This is according to Dr Jonathan Lashley, research fellow at the Sir Arthur Lewis Institute of Social and Economic Studies (SALISES), whose recently published study found that poorer individuals and households had become marginalized by mainstream institutions.
Presenting the findings of Joining The Second Revolution: From Micro-Credit To Micro-Financial Services In The Caribbean on Monday at The Mount Restaurant, University of the West Indies’ Cave Hill Campus, last week, he said credit unions, commercial banks and utility companies all had a role to play in fostering greater inclusion.
Lashley suggested that credit unions needed to get back into the community.
“It is evident from a historical perspective that the credit union movement has grown and in so doing,
the larger credit unions have expanded beyond their original constituents to the general population.
“This has had two main effects, a lack of knowledge of the character of members and a distancing from the original community. . . ,” he wrote, and this resulted in impersonal methodologies like collateral-based lending over character-based lending.

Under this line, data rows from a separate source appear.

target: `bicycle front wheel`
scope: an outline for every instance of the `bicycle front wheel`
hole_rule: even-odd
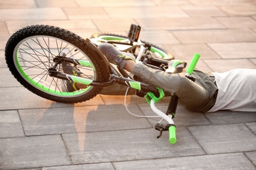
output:
[[[82,67],[75,61],[62,63],[58,60],[62,57],[83,60],[88,66]],[[32,26],[16,32],[7,43],[5,59],[21,84],[41,97],[57,102],[82,102],[94,97],[101,88],[78,88],[72,82],[51,76],[53,67],[57,72],[98,82],[106,81],[110,76],[104,71],[106,66],[100,65],[100,56],[90,54],[84,39],[53,26]]]

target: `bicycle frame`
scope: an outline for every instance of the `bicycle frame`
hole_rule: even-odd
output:
[[[104,56],[103,56],[101,52],[98,50],[98,49],[94,45],[89,39],[86,40],[87,44],[88,45],[89,50],[91,52],[98,53],[98,55],[100,55],[102,60],[106,63],[106,69],[108,71],[111,70],[112,66],[108,61],[106,61],[107,60]],[[141,44],[140,51],[139,54],[137,56],[137,62],[141,62],[140,58],[142,55],[146,51],[146,48],[144,46],[144,45]],[[194,67],[196,65],[196,63],[199,59],[199,55],[196,56],[196,60],[193,59],[192,63],[190,64],[186,76],[188,78],[190,78],[192,73],[194,70]],[[161,89],[155,88],[152,87],[148,84],[145,84],[143,82],[140,82],[139,81],[136,81],[135,80],[131,79],[131,78],[125,78],[123,76],[123,75],[119,73],[119,74],[117,74],[116,71],[114,71],[113,74],[110,73],[110,78],[108,81],[106,82],[96,82],[94,81],[92,79],[87,78],[82,76],[77,76],[74,75],[67,75],[65,73],[61,73],[60,72],[56,71],[55,67],[61,63],[61,62],[67,62],[70,63],[75,63],[76,65],[80,65],[84,67],[92,67],[91,63],[89,61],[85,61],[79,59],[70,59],[66,57],[60,57],[56,60],[55,65],[49,69],[49,73],[51,76],[56,77],[58,78],[61,78],[63,80],[72,81],[75,83],[82,84],[86,86],[93,86],[96,87],[106,87],[108,86],[112,85],[115,83],[118,83],[120,84],[123,84],[124,86],[128,86],[129,88],[134,88],[137,90],[137,92],[140,95],[138,95],[139,96],[144,96],[146,95],[146,99],[150,105],[152,110],[160,117],[163,118],[165,120],[168,124],[163,125],[160,124],[157,124],[156,125],[155,129],[160,131],[160,134],[158,136],[158,138],[160,137],[163,131],[169,131],[169,142],[172,144],[176,143],[176,127],[175,126],[173,118],[175,116],[175,112],[177,106],[178,104],[179,97],[175,95],[173,95],[170,100],[168,109],[166,113],[163,113],[161,110],[158,110],[156,106],[155,103],[158,101],[161,100],[161,99],[164,96],[163,91]],[[112,70],[114,69],[112,68]],[[116,73],[116,74],[114,74]],[[142,94],[142,95],[141,95]]]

Lashley said the adoption of standardized products to serve the general population had resulted in products with limited flexibility to serve lower-income individuals.
He suggested that larger cooperatives provide back-room support to smaller credit unions so as to reduce the cost of compliance that is passed on to members.
“Another useful addition to the product portfolio of credit unions and which would benefit all its clients is the facilitation of the receipt of remittances.
“The IRNet system provides one such option if the current regulatory environment was adapted to allow credit unions to deal in foreign exchange,” Lashley said in his report.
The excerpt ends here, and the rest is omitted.